Investigators Find That Avoidable Security Failures Enabled Louvre Heist
A series of avoidable security failures enabled the Louvre heist thieves to evade police and make off with France’s crown jewels, according to a scathing investigation released Wednesday morning.
France’s Culture Ministry ordered the investigation after the robbery on 19 October, where thieves engaged in a brash smash and grab to steal nine pieces of jewelry from the Louvre’s Apollon Gallery.
The investigation results released in a French Sénat Culture Committee hearing this morning revealed that security agents at the Louvre lacked the screen capability to follow the thieves on video surveillance in real time. The agents also sent the police to the wrong location in the initial response, Le Monde reports. This misdirection was a critical failure since the investigation found that the thieves escaped from the Louvre only 30 seconds before police and private security personnel from Securitas arrived on the scene.
“Give or take 30 seconds, the Securitas [private security] guards or the police officers in a car could have prevented the thieves from escaping,” said Noël Corbin, head of the investigation, in the hearing.
Corbin highlighted that if the Louvre had a modern security camera system, better internal coordination, and more resistant display cases for the jewelry, the theft could have been prevented.

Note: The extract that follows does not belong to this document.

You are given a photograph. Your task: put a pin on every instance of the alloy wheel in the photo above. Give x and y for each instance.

The investigation “highlights an overall failure of the museum, as well as its supervisory authority, to address security issues,” said French Sénat Culture Committee Head Laurent Lafon at the hearing. Security Management reached out to the committee to obtain a copy of the investigation's report, but a spokesperson said that it is not public at this time.
Six years before the heist, jewelry experts at Van Cleef & Arpels conducted an audit of the Louvre’s management and mentioned several security vulnerabilities that were exploited in the October heist. The 2019 report explicitly mentioned the riverside balcony to the Apollon Gallery as a weak point reachable by an extendable ladder—the method that the thieves used to breach the Louvre in October.
Corbin said that the Louvre director, Laurence des Cars, was not aware of the 2019 report, which was the work of her predecessor, The Guardian reports. French President Emmanual Macron appointed des Cars to lead the Louvre in 2021.
“The recommendations were not acted on and they would have enabled us to avoid this robbery,” Corbin said.
French authorities have arrested four individuals suspected of being the thieves who broke into the Apollon Gallery. They have not recovered any of the jewelry, though. While it might still be intact, Erin Thompson, professor of art crime at John Jay College of Criminal Justice, told Security Management previously that jewelry is often disassembled, its settings melted down, and the stones recut for resale following a theft.
The investigation’s release comes at a challenging time for the Louvre. In November, France 24 reported that the country’s state auditor said that security upgrades at the Louvre were carried out at a “woefully inadequate pace” and that the museum prioritized “high-profile and attractive operations” instead of protecting itself.
Over the weekend, news broke that a water valve issue at the Louvre caused water damage to several hundred objects in the museum’s Egyptian antiquities section. And on Monday, several museum employee unions voted to authorize a strike to push for greater staffing and crowd control measures at the museum. The strike will begin next Monday—15 December.
“We are in a run-down museum which has shown its security weaknesses,” said Christian Galani, a CGT union official representing Louvre workers, in an interview with the Associated Press. The move to authorize a strike was unanimous and it will continue on a rolling basis. “We need a change of gear,” Galani added.
The Louvre and Securitas did not return Security Management’s requests for comment on this article.